Noch radikaler agiert das Ensemble dann im achten Streichquartett in c-Moll, wenn es das Allegro molto als einzige Panikattacke musiziert: atemlos, kratzbürstig, unerbittlich. Das Ich – ausgedrückt im auf Schostakowitschs Initialen beruhenden Motiv D Es C H – kämpft hier ums Überleben. Aber das Eliot Quartett erzählt in den beiden Largos auch mit fahlen Farben und sparsamem Vibrato von beklemmender Einsamkeit. Das 1960 geschriebene, den Opfern des Faschismus und des Krieges gewidmete Werk klingt in der Interpretation des Eliot Quartetts in jedem Takt existenziell. Nur manche leisen Liegetöne wie ganz am Ende zittern im langsamen Bogenstrich.
DSCH & beyond heißt das Album. Deshalb wurde noch das dreisätzige, 1998 vom Quatuor Danel uraufgeführte Quartett op. 89 Au-delà d’une absence von Schostakowitsch-Biograf Krzysztof Meyer eingespielt, der darin Motive, die er vom Komponisten bei seinem letzten Besuch im Jahr 1974 vorgestellt bekam, verarbeitet.
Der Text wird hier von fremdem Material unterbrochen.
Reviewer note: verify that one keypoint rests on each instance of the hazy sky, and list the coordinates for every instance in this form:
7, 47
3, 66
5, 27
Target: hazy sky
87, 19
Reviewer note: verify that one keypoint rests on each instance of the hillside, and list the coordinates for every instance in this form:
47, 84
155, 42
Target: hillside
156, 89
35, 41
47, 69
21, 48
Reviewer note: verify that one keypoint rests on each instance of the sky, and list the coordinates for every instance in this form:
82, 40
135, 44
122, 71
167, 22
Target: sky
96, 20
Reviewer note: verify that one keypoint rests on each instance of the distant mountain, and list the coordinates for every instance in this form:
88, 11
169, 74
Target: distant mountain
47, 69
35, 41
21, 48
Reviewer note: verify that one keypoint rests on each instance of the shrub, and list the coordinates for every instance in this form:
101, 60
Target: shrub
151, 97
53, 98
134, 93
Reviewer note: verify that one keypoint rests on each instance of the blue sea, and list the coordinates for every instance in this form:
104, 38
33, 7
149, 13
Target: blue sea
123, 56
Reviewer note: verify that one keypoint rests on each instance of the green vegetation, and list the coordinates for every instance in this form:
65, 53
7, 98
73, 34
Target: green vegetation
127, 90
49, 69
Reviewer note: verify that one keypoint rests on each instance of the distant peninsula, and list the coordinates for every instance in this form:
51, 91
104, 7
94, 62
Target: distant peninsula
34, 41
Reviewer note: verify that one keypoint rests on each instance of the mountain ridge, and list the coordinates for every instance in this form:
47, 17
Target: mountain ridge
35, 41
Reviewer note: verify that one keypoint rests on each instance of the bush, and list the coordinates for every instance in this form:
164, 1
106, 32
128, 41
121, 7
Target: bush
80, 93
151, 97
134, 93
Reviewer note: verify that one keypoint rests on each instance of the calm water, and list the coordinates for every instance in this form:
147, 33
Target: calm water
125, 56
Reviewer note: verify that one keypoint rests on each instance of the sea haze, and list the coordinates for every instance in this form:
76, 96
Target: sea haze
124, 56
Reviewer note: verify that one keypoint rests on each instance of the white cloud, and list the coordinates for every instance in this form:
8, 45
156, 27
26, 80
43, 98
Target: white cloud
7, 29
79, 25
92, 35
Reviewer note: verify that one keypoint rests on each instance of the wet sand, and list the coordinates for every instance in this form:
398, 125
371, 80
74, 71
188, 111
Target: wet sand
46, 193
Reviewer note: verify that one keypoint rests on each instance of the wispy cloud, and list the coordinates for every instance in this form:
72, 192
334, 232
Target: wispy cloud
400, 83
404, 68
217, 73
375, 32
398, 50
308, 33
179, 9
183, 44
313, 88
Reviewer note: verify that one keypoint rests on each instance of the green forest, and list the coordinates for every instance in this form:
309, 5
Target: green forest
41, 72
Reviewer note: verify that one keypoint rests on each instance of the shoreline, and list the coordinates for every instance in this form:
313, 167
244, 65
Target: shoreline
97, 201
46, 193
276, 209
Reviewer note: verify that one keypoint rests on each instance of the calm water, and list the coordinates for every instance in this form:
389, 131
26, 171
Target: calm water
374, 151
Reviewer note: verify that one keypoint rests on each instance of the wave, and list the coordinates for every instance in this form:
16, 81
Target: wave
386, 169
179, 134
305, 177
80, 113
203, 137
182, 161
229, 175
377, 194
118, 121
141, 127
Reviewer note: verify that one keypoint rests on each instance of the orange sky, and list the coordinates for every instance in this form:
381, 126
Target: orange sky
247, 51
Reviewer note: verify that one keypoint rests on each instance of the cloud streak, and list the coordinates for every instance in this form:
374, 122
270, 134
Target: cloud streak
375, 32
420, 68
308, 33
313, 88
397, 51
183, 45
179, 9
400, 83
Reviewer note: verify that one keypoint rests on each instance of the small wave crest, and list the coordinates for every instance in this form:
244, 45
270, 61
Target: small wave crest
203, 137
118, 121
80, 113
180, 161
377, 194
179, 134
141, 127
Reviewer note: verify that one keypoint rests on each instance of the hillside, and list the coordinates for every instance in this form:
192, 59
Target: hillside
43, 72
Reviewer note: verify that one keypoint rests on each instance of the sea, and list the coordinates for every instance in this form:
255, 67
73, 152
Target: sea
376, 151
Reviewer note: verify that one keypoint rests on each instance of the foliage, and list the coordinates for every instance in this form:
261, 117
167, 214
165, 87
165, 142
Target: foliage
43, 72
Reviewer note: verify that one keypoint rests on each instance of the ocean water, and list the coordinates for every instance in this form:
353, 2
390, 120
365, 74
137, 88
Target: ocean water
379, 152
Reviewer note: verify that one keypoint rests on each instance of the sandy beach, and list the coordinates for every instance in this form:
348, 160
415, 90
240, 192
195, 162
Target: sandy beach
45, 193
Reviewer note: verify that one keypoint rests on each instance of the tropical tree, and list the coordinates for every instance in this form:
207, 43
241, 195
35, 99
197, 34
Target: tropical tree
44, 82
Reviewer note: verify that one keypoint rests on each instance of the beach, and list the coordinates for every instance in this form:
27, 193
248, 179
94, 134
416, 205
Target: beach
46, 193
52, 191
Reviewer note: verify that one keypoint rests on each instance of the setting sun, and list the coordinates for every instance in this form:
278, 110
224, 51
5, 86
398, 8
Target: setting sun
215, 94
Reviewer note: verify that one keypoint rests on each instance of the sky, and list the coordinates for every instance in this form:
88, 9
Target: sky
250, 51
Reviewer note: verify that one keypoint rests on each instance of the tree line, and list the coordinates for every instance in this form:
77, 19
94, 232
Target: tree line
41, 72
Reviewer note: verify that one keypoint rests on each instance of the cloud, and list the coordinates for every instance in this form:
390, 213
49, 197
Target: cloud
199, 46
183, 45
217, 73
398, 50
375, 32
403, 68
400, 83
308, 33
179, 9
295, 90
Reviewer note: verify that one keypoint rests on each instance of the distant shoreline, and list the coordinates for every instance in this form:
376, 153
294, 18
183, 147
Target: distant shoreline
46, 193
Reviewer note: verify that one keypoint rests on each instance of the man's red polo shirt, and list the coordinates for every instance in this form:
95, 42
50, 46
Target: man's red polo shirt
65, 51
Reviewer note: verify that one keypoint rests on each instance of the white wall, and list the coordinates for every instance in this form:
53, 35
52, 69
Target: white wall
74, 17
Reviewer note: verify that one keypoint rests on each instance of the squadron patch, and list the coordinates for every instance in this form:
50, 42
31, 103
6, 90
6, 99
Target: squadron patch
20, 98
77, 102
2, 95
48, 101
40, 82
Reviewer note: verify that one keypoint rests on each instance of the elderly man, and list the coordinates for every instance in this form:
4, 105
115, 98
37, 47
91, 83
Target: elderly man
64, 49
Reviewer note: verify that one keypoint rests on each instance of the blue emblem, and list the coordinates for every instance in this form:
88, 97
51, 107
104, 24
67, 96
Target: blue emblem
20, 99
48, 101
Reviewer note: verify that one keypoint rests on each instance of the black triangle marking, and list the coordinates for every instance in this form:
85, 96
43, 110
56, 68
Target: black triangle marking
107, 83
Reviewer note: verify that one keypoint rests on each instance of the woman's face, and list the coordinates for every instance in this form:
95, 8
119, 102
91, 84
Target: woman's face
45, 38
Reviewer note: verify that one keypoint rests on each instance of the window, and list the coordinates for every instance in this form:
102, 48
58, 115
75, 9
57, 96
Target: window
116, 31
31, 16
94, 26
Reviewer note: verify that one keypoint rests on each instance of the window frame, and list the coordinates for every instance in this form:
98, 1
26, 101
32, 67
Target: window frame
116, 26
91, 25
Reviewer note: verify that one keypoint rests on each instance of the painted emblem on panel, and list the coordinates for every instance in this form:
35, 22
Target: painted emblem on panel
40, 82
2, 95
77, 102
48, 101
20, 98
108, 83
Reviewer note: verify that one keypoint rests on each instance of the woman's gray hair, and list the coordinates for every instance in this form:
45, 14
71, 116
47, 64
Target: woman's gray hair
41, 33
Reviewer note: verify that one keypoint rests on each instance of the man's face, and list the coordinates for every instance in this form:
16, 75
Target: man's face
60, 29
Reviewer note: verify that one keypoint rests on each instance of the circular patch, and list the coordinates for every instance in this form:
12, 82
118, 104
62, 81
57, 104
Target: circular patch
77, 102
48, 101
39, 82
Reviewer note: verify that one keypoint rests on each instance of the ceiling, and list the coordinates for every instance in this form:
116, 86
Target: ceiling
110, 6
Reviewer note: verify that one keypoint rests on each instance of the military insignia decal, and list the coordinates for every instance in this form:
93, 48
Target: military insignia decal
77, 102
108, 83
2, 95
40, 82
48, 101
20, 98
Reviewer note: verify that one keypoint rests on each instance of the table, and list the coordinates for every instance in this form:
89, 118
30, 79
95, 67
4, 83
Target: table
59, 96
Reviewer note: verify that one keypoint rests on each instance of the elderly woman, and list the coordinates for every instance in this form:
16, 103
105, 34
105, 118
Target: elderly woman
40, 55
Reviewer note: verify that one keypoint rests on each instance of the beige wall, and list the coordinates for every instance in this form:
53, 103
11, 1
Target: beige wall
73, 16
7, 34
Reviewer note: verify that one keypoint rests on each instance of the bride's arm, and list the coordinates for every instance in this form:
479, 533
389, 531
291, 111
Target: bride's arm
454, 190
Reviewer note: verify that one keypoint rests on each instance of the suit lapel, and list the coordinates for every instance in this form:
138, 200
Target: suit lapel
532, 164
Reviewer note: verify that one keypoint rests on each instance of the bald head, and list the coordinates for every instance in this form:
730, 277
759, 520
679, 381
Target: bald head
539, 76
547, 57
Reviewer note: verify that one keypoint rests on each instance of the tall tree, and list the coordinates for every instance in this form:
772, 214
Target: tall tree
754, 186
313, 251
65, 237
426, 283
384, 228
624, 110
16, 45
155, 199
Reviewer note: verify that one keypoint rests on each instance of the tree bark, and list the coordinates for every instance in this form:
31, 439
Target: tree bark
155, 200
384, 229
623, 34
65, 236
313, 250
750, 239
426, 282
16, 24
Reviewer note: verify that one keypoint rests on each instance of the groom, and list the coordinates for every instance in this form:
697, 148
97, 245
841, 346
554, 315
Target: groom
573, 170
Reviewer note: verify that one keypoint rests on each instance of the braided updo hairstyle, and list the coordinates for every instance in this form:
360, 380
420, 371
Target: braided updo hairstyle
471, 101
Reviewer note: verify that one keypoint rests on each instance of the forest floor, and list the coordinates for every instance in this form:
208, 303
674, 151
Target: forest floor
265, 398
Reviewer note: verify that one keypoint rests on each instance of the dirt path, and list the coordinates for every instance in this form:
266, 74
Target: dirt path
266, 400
Meyer schrieb es stilistisch bewusst in Anlehnung an Schostakowitsch – sozusagen als dessen 16. Streichquartett, das der befreundete Komponist wegen seines Todes am 9. August 1975 nicht mehr realisieren konnte. Während das Allegro molto noch etwas buchstabiert und harmonisch zu konventionell klingt, berührt besonders das Andantino mit seinem an Schostakowitsch angelehnten Klagegestus. Mit blitzsauberer Intonation musiziert das Eliot Quartett die heiklen, über mehrere Oktaven gespreizten Unisoni – und zeigt hier gerade auch im Leisen seine Klasse. Neben der ausdrucksstarken Primaria Maryana Osipova setzen beim Eliot Quartett auch Alexander Sachs (Violine 2), Dmitry Hahalin (Viola) und Michael Preuß (Violoncello) immer wieder solistische Akzente, um sich danach wieder in den dichten, genau ausbalancierten Ensembleklang einzufinden.